While the divorce rate sits around 45%, the blended marriage divorce rate is approximately 67% (73% for third marriages (www.SmartStepfamilies.com). What does this number tell us? It looks like blended families are not surviving the second, third, etc. time around. But this need not be the outcome. There are successful blended families in our society. From a more positive perspective blended families can beat the odds of subsequent divorce and separation if they know how to overcome the unique challenges inherent in bringing together families that were not born together.
When I met my husband, his 13 year old daughter lived with him and had been in his sole care and custody since she was 6. Who did I think I was to come into their protected relationship and “take her father away from her!” As a child psychologist, you’d think I’d know better. I just thought she would love me as I would love her and we would live happily ever after…NOT…….at least not until after much grief and working through the emotions that each family member felt. We tried counseling with our pastor which was unfortunately brief. The one thing the pastor shared that I have never forgotten is that children only need to respect the stepparent, they do not have to like you! Boy, was that an eye opener!
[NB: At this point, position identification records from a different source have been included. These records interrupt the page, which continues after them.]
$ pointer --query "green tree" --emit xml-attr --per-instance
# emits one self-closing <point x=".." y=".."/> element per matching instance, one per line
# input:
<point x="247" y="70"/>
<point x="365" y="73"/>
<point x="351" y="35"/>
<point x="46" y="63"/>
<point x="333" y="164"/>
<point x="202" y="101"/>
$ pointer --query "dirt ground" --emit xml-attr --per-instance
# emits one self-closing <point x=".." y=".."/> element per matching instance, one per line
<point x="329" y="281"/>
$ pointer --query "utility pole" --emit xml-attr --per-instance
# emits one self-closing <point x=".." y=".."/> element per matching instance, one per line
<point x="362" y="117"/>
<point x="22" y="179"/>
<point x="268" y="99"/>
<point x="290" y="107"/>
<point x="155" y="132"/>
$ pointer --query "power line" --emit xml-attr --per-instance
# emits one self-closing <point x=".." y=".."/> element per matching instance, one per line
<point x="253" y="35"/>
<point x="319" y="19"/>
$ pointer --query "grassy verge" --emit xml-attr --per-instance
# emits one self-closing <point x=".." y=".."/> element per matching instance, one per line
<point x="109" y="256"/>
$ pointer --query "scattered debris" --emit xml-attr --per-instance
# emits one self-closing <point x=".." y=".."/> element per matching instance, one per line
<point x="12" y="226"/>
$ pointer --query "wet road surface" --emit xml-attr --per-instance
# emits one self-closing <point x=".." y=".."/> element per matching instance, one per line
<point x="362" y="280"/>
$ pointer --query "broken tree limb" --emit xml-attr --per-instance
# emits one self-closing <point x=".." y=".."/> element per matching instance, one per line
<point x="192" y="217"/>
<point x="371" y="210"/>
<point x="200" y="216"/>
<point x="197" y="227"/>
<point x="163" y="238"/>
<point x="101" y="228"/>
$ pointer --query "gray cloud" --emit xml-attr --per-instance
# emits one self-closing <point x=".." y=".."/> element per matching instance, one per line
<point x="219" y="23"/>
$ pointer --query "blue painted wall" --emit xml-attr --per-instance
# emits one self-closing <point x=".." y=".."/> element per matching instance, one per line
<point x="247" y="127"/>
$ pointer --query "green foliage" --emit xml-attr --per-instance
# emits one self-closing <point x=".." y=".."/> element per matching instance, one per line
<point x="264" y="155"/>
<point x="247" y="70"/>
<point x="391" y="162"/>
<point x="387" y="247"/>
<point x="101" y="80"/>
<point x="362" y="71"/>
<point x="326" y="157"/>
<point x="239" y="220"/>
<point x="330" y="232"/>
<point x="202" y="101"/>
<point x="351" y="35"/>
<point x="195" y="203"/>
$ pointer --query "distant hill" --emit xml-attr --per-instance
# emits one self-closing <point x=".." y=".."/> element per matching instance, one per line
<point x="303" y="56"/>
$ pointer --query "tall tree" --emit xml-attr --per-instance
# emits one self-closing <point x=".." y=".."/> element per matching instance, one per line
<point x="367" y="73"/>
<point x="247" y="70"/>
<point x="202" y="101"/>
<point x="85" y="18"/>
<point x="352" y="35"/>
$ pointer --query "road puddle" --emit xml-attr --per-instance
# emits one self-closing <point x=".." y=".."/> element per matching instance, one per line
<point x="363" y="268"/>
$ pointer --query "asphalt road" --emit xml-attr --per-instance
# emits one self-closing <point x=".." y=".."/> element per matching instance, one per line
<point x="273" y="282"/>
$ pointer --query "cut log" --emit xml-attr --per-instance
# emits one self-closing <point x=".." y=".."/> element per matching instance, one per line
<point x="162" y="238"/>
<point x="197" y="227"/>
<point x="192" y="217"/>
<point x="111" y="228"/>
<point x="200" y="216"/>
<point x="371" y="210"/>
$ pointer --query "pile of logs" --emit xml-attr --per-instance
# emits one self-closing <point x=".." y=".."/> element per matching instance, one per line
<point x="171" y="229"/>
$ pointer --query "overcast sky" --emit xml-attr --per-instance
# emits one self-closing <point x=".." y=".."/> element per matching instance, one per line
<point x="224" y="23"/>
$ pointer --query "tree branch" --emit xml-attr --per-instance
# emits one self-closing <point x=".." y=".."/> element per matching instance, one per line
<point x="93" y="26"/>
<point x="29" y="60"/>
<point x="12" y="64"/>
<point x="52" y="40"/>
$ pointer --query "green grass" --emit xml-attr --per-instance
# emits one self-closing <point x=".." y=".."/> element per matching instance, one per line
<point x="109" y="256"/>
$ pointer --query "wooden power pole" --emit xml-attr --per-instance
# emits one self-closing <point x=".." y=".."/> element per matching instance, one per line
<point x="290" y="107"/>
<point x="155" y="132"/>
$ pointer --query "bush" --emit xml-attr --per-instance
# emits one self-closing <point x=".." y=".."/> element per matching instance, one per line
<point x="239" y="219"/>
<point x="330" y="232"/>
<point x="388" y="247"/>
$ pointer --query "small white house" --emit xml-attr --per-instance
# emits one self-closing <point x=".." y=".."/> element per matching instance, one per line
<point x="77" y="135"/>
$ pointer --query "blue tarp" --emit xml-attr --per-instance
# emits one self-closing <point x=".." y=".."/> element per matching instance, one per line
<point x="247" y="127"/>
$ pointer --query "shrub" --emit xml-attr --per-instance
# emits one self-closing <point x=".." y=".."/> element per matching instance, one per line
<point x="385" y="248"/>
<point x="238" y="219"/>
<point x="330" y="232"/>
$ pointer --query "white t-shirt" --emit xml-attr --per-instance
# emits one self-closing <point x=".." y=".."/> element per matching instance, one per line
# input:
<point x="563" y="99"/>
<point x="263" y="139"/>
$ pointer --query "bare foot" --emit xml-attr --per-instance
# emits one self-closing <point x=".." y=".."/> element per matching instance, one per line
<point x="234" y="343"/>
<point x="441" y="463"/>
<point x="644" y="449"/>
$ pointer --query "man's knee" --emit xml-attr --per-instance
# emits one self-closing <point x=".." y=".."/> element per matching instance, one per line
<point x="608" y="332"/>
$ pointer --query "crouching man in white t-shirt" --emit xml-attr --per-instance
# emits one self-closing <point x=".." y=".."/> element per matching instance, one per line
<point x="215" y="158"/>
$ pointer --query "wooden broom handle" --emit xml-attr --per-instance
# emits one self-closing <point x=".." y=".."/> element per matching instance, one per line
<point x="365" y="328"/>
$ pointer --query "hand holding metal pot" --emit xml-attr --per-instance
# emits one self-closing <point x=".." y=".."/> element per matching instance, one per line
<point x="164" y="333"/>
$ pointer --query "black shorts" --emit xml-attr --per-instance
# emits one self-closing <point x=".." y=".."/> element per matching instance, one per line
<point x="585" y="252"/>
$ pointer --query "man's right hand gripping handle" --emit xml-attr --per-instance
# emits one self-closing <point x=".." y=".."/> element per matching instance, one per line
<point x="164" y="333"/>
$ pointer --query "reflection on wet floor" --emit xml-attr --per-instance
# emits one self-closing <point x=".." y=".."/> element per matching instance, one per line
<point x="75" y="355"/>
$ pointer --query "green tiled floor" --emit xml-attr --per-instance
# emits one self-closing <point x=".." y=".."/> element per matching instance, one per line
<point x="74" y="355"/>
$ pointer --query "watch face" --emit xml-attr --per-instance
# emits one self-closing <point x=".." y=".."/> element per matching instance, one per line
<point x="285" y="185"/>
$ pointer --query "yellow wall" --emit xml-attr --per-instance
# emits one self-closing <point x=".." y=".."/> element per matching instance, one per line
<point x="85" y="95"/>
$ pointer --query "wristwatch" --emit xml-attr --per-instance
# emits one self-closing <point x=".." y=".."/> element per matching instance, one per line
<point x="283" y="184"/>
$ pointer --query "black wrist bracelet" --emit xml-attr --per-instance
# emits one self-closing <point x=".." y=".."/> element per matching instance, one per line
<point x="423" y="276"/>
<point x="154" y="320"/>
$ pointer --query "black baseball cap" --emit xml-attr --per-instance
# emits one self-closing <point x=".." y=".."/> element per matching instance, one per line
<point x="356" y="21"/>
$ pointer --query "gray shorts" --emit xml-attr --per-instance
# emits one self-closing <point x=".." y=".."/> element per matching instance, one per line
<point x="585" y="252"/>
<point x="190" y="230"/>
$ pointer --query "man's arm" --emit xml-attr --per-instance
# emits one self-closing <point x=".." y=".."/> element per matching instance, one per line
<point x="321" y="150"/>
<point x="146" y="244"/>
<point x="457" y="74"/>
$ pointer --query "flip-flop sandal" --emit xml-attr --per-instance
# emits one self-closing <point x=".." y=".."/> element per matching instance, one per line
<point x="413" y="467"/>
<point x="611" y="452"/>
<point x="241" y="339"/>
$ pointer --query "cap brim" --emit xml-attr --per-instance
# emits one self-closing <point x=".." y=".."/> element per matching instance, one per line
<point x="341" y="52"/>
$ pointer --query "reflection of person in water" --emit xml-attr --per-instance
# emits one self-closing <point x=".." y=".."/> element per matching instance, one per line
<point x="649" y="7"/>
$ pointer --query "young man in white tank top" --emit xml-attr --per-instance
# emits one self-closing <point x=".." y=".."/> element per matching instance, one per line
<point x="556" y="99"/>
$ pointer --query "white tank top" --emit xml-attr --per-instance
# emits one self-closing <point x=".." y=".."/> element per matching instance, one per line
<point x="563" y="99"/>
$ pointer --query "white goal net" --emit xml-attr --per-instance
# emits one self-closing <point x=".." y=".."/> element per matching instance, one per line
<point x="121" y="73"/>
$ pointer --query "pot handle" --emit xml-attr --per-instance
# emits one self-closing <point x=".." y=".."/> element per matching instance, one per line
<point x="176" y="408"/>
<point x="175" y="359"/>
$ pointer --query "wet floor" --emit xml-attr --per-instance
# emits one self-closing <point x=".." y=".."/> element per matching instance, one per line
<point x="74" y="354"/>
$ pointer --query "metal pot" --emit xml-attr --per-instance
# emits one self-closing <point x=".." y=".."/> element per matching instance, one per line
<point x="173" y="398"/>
As such, over the next several years we figured out how to “join” as a family. It takes time. Be patient with yourself and the process. Below are key points I have learned in my journey as well as the hundreds of blended families I have worked with in my practice.
Children need to spend time getting to know the potential new stepparent, preferably before the family lives together. Often adults are motivated by their selfish needs to move on too quickly with another mate while the children are still adjusting to and grieving the loss of the family structure they were born into.
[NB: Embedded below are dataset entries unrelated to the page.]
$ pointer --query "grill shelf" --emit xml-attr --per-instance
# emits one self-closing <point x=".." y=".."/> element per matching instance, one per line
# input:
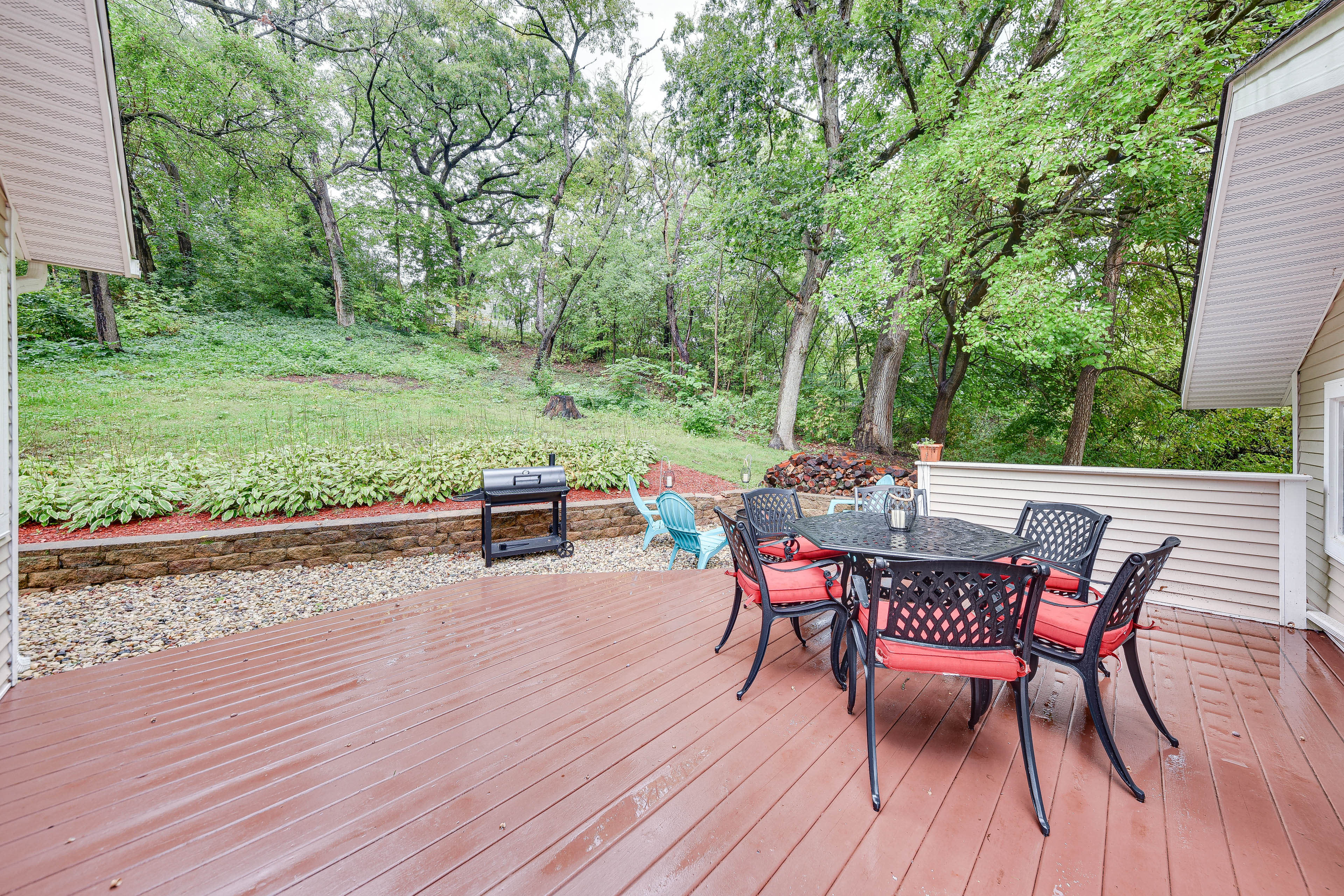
<point x="523" y="485"/>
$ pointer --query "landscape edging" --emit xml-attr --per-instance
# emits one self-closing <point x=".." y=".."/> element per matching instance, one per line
<point x="279" y="546"/>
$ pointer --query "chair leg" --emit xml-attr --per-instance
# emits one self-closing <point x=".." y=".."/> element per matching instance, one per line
<point x="733" y="617"/>
<point x="1029" y="753"/>
<point x="873" y="735"/>
<point x="766" y="618"/>
<point x="1099" y="715"/>
<point x="1142" y="687"/>
<point x="836" y="624"/>
<point x="982" y="694"/>
<point x="851" y="671"/>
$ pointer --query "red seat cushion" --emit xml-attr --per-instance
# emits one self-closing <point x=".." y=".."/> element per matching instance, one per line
<point x="788" y="583"/>
<point x="1057" y="582"/>
<point x="1000" y="664"/>
<point x="1069" y="626"/>
<point x="807" y="551"/>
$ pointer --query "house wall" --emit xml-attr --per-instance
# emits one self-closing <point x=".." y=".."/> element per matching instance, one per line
<point x="1324" y="362"/>
<point x="1241" y="548"/>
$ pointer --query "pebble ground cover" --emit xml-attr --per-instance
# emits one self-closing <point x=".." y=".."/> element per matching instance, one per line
<point x="103" y="624"/>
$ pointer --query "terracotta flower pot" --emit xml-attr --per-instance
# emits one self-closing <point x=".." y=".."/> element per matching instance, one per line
<point x="932" y="452"/>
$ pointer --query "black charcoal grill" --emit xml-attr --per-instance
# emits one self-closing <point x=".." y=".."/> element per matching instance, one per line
<point x="523" y="485"/>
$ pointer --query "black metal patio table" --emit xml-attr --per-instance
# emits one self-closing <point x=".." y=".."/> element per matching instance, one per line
<point x="866" y="535"/>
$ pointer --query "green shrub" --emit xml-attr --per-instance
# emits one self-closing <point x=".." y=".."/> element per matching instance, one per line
<point x="707" y="418"/>
<point x="302" y="479"/>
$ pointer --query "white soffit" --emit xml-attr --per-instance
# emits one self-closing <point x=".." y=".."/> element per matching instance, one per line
<point x="61" y="156"/>
<point x="1273" y="246"/>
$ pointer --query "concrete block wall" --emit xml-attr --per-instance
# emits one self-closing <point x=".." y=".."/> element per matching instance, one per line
<point x="73" y="565"/>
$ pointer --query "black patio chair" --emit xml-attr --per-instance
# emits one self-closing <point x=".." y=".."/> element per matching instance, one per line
<point x="949" y="617"/>
<point x="1080" y="636"/>
<point x="772" y="514"/>
<point x="790" y="590"/>
<point x="1069" y="537"/>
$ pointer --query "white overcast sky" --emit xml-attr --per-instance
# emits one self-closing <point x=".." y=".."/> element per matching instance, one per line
<point x="656" y="18"/>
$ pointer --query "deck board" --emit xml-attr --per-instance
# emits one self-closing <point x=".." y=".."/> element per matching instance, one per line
<point x="577" y="734"/>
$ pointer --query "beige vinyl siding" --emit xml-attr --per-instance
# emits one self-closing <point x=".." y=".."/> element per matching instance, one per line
<point x="1229" y="523"/>
<point x="1324" y="362"/>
Communication is critical. Discuss the division of roles and responsibilities in the household. Who will be responsible for what? Do not assume that you the adult, will have the same role with your step children that you have with your natural born children. Particularly, discipline is a sensitive subject.
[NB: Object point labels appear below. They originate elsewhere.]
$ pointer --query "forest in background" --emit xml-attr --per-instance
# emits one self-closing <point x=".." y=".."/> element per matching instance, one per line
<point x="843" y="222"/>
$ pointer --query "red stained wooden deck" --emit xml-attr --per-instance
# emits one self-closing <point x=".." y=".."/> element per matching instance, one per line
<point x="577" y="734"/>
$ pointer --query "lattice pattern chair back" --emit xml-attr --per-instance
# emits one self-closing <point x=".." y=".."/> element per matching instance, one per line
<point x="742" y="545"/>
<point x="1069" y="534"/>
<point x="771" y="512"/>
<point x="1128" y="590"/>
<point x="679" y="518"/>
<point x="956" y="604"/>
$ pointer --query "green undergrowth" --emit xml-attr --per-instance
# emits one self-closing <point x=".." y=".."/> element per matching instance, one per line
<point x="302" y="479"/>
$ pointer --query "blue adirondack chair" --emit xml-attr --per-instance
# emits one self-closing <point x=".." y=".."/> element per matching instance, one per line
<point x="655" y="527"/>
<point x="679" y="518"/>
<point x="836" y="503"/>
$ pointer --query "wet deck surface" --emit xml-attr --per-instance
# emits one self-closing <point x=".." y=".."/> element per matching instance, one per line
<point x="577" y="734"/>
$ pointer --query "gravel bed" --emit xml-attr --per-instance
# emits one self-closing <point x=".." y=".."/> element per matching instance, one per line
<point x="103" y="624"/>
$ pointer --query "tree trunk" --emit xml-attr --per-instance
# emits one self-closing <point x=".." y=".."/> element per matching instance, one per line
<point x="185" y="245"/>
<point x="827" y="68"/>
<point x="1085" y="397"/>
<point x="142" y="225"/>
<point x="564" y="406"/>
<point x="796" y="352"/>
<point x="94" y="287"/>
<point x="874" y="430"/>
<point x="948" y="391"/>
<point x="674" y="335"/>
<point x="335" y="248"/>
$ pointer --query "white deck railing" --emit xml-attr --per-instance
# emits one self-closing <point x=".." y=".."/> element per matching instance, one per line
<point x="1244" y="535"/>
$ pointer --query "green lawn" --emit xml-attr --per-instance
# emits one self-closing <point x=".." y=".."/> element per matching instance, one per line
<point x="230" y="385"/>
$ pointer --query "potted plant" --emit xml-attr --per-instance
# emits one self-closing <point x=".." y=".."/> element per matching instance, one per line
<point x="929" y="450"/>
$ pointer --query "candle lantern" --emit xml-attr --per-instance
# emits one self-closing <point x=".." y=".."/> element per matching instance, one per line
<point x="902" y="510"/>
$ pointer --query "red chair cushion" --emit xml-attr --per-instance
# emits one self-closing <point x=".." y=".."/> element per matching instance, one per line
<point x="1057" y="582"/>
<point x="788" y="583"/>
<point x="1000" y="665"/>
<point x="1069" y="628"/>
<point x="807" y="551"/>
Seek help early in the “joining process”. Too often family members struggle through difficult years and attempt to resolve issues when the children reach adulthood. By this time, too much has continued unaddressed, feelings are hurt, and relationships are broken. Consult with local clergy, mental health professionals, or even successful couples and families that are making the blended family work.
Maintain the marriage as top priority. Remember there is an order in the family. Adults are in charge of children. But your first priority as partners in marriage is to the union of marriage. The children relate around the marriage. This does not mean that children do not have a voice; quite the contrary. This creates a united front when unsettled and disagreeable children attempt to “split” their parents. Both the biological and stepparents must not allow the children to manipulate them or allow their emotions to take over reasonable and sound parenting. If your marriage suffers, your children suffer…and guess what…they didn’t ask for it!
Children need to be treated equally in blended families where they are children joining from previous relationships. This will require communication between partners in decision making and strong negotiation skills.
Blended families are much more successful when children are made a part of the courtship/dating process and are considered in mate selection. Adults need to hear a child’s concerns if they have strong reservations against their mother or father choosing a partner for life. This is not to say the child controls a parent’s mate selection. However, it is critically important the child feels heard and that this becomes an area of discussion either through professional mental health counseling or through pastoral pre-marital counseling. The child’s(ren) emotional adjustment can “make or break” a relationship if the family has not adequately addressed the issue.